RE: [PATCH] Reuse Workers and Replication Slots during Logical Replication

From: "Zhijie Hou (Fujitsu)" <houzj(dot)fnst(at)fujitsu(dot)com>
To: Melih Mutlu <m(dot)melihmutlu(at)gmail(dot)com>, Amit Kapila <amit(dot)kapila16(at)gmail(dot)com>, Peter Smith <smithpb2250(at)gmail(dot)com>
Cc: vignesh C <vignesh21(at)gmail(dot)com>, "Hayato Kuroda (Fujitsu)" <kuroda(dot)hayato(at)fujitsu(dot)com>, Melanie Plageman <melanieplageman(at)gmail(dot)com>, "Wei Wang (Fujitsu)" <wangw(dot)fnst(at)fujitsu(dot)com>, "Yu Shi (Fujitsu)" <shiy(dot)fnst(at)fujitsu(dot)com>, pgsql-hackers <pgsql-hackers(at)postgresql(dot)org>, shveta malik <shveta(dot)malik(at)gmail(dot)com>
Subject: RE: [PATCH] Reuse Workers and Replication Slots during Logical Replication
Date: 2023-08-09 02:58:03
Message-ID: OS0PR01MB5716C00FD3B8A0EFA51800909412A@OS0PR01MB5716.jpnprd01.prod.outlook.com
Views: Raw Message | Whole Thread | Download mbox | Resend email
Thread:
Lists: pgsql-hackers

On Thursday, August 3, 2023 7:30 PM Melih Mutlu <m(dot)melihmutlu(at)gmail(dot)com> wrote:

> Right. I attached the v26 as you asked. 

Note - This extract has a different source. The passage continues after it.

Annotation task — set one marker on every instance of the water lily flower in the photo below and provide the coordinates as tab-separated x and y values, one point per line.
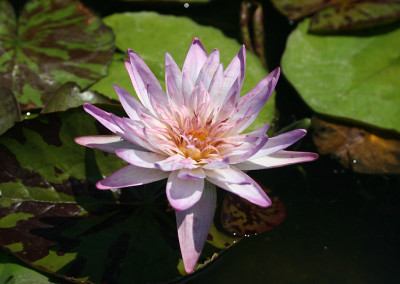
192	135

Thanks for posting the patches.
 
While reviewing the patch, I noticed one rare case that it's possible that there
are two table sync worker for the same table in the same time.

The patch relies on LogicalRepWorkerLock to prevent concurrent access, but the
apply worker will start a new worker after releasing the lock. So, at the point[1]
where the lock is released and the new table sync worker has not been started,
it seems possible that another old table sync worker will be reused for the
same table.

/* Now safe to release the LWLock */
LWLockRelease(LogicalRepWorkerLock);
*[1]
/*
* If there are free sync worker slot(s), start a new sync
* worker for the table.
*/
if (nsyncworkers < max_sync_workers_per_subscription)
...
logicalrep_worker_launch(MyLogicalRepWorker->dbid,

I can reproduce it by using gdb.

Steps:
1. set max_sync_workers_per_subscription to 1 and setup pub/sub which publishes
two tables(table A and B).
2. when the table sync worker for the table A started, use gdb to block it
before being reused for another table.
3. set max_sync_workers_per_subscription to 2 and use gdb to block the apply
worker at the point after releasing the LogicalRepWorkerLock and before
starting another table sync worker for table B.
4. release the blocked table sync worker, then we can see the table sync worker
is also reused for table B.
5. release the apply worker, then we can see the apply worker will start
another table sync worker for the same table(B).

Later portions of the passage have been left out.